Monday, September 22, 2008

The Bailout 

The $700 billion Federal government intrusion into the banking industry is a gigantic opportunity for John McCain. Here is the perfect time when he can demonstrate that he is against big government. The candidate should turn the issue into an ideological war. Remember all the republican comments that we don't want the government running our healthcare system? Well now, in a clear socialistic model, Big Brother is taking over the U.S. economy.

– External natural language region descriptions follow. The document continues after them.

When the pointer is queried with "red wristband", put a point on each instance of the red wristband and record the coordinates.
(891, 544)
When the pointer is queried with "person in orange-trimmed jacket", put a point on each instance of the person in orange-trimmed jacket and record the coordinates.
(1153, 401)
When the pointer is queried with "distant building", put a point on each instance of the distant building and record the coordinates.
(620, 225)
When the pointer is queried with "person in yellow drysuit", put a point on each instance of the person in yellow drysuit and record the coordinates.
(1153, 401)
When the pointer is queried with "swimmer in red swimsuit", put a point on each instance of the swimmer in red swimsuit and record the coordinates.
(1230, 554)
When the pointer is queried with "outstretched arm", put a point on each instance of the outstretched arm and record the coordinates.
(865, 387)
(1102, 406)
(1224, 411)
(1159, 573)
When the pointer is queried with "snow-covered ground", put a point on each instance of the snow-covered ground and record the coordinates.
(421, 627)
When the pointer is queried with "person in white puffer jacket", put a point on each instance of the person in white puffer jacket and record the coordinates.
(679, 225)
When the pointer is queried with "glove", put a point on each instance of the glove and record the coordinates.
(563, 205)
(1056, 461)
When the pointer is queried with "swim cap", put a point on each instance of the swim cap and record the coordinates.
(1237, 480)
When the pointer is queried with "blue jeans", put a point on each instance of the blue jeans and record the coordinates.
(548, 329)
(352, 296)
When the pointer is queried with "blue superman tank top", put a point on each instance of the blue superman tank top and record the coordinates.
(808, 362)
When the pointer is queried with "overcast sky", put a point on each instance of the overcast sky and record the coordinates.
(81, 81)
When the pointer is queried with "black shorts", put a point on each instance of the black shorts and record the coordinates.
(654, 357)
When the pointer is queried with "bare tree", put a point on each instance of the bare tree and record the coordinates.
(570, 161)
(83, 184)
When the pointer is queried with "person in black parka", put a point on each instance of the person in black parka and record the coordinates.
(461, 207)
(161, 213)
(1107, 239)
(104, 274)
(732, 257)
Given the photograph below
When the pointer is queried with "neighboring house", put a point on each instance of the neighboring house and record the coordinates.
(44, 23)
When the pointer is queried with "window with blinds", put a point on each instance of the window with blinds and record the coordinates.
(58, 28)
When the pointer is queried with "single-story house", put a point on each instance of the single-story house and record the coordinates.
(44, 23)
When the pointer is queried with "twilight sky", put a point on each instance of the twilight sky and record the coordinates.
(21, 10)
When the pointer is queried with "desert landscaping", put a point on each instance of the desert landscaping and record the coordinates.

I'm not going to pretend to understand everything about the current crises. But this paragraph from the Washington Post's Sebastian Mallaby yesterday got my attention:

In practice this means the government would make subjective choices about which bad loans to buy, and it would pay more than fair value. Billions in taxpayer money would be transferred to the shareholders and creditors of banks, and the banks from which the government bought most loans would be subsidized more than their rivals. If the government bought the most from the sickest institutions, it would be slowing the healthy process in which strong players buy up the weak, delaying an eventual recovery. The haggling over which banks got to unload the most would drag on for months. So the hope that this "systematic" plan can be a near-term substitute for ad hoc AIG-style bailouts is illusory.
For liberty loving people his comments recall the warnings of Frederick Hayek. When you divorce the discovery process from the market you end up with distortions that interfere with man's incentive to produce. Remember food lines in the Soviet Union? I am beginning to see closed store fronts straight out of the beginning of Atlas Shrugged and I am scared.